A Pearl Harbor survivor, former Navy band French horn player and the Guinness World Record holder for oldest conductor died earlier this week after an extensive career serving his country and volunteering in his community.

Chief Warrant Officer Francis “Frank” Emond passed away on Tuesday at 104 years old.

“As I was growing up, he never talked about Pearl Harbor or any of those things,” Emond’s son Roy told WKRG News. “He just never talked about it but then later in life, he found that other people wanted to hear that story.”

The news of the Navy musician’s passing came just before a celebration for the oldest living Pearl Harbor survivor’s upcoming 105th birthday, the Associated Press reported.

Last November, Emond broke his own world record during an event in Washington.

In 1938, at 22 years old, the Rhode Island native enlisted in the Navy as a musician, according to a release from Navy Medicine Readiness and Training Command Pensacola.

Emond was assigned to the Pennsylvania battleship in Hawaii in the summer of 1941, the release said. When the Japanese attacked Pearl Harbor on Dec. 7, the musician saw the first bomb drop and explode at a hangar on Ford Island while he was playing the morning colors, he previously recalled to the American Veterans Center.

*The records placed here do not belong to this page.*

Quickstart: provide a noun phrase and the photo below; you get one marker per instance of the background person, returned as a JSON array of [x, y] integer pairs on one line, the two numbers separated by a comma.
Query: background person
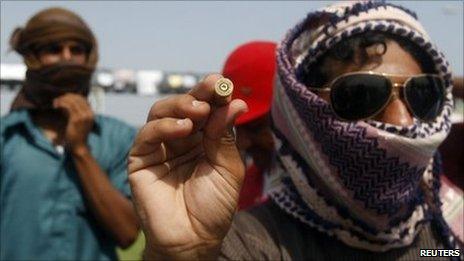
[[251, 67], [64, 190]]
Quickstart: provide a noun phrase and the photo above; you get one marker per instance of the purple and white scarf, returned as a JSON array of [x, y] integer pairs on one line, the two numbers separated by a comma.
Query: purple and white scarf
[[370, 184]]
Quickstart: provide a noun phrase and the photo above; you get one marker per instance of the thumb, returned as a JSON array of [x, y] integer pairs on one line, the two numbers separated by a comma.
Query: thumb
[[219, 139]]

“If I close my eyes, I can still see it,” he said.

After the war, Emond continued in his naval career, eventually becoming a band conductor. Following his retirement in 1968, he spent a decade working as a civilian employee at Pensacola Naval Air Station in Florida, according to the Pensacola News Journal. He also found time to volunteer at a nearby Navy hospital and conduct with a local performance group.